Friday, July 17, 2009

Pittsburgh Lament

The sound of a switch engine
working the stockyards at night
is like a lullaby humming in my ears.
My taste is for carbon and oil.
The burnt scent of an overheated clutch
is a heady perfume, as magnetic
as the musk of a woman’s desire.
The feel of polished ceramics
caressed by a calloused hand,
is sensuous, arousing,
like stroking the velvety tiny fuzz
along the nape of a woman’s neck.
My eye seeks the symmetry
of bolted parts, disparate shapes joined
like petal, pistil and stamen,
into beauty.

These are lost now,
merely echoes.
Instead, some foreign hand trembles
with the torque of a wrench,
his heart beating in rhythm with
the whirr of generators,
his nostrils flaring with the pungent odor
of lubricated metal and friction.

There are metal shavings in my blood
and my soul withers, unrequited,
another man with a strange accent
making love to what once was,
what still should be, my job.

The title to this one is difficult. I first called it "NAFTA." The current title, "Pittsburgh Lament" is to pay homage to my origins and my father's generation.

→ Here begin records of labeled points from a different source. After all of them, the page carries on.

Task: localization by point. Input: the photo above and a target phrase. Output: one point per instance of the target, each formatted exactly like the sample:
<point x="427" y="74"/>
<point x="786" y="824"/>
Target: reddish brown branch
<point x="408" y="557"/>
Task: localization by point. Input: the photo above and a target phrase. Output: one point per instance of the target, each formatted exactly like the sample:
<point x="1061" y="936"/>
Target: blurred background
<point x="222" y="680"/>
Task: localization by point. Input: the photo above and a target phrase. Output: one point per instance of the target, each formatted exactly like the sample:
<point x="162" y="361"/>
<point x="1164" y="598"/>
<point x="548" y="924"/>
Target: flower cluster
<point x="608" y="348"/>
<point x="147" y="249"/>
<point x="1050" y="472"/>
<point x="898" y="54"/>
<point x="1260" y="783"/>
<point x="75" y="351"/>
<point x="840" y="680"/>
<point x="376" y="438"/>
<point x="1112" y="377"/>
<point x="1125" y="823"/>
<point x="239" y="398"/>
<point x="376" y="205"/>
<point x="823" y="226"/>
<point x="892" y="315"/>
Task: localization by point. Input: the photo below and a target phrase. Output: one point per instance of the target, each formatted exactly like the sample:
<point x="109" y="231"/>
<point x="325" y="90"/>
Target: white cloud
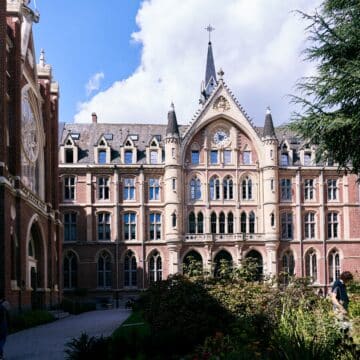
<point x="94" y="83"/>
<point x="258" y="44"/>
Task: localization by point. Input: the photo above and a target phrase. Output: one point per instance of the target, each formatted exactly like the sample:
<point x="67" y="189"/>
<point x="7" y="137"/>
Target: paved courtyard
<point x="47" y="342"/>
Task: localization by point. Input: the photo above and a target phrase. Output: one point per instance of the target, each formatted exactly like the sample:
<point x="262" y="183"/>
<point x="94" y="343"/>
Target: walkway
<point x="47" y="342"/>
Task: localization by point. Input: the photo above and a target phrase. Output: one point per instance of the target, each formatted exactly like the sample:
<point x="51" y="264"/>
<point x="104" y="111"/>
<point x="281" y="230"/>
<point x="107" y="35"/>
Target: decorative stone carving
<point x="221" y="104"/>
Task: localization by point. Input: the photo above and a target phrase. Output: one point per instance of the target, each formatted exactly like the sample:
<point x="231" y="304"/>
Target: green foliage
<point x="77" y="306"/>
<point x="87" y="347"/>
<point x="330" y="115"/>
<point x="29" y="319"/>
<point x="181" y="314"/>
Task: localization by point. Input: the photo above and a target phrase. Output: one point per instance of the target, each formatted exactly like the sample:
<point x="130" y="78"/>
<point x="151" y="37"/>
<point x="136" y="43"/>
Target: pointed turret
<point x="172" y="126"/>
<point x="269" y="131"/>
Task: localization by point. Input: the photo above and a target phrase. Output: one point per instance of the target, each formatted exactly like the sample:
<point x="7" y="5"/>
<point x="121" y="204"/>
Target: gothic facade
<point x="30" y="228"/>
<point x="138" y="200"/>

It's one of those "middle of the night" affairs - the memory of living next to a railroad stockyard, the sounds and smells of my youth, keeping me awake far into the foggy dawn last night.


  1. i enjoy poetry very much. Even though i never really did have the courage to publish those which i have written.

    i like the idea of the Haiku poetry. We have that in the Malay world of poetry as well- sometimes with slightly different rules but it's like a reciprocal relationship which is very interesting.


  2. Nicely written. I could sense the sights and smells. Brought back some early childhood memories of the auto shops on Vermont Avenue in Los Angeles.

    The "foreign hand trembles" for pennies an hour in near slavery taking many middle class Americans down with them. And I'm not blaming the foreigners, it's the multi-national corporations making obscene profits.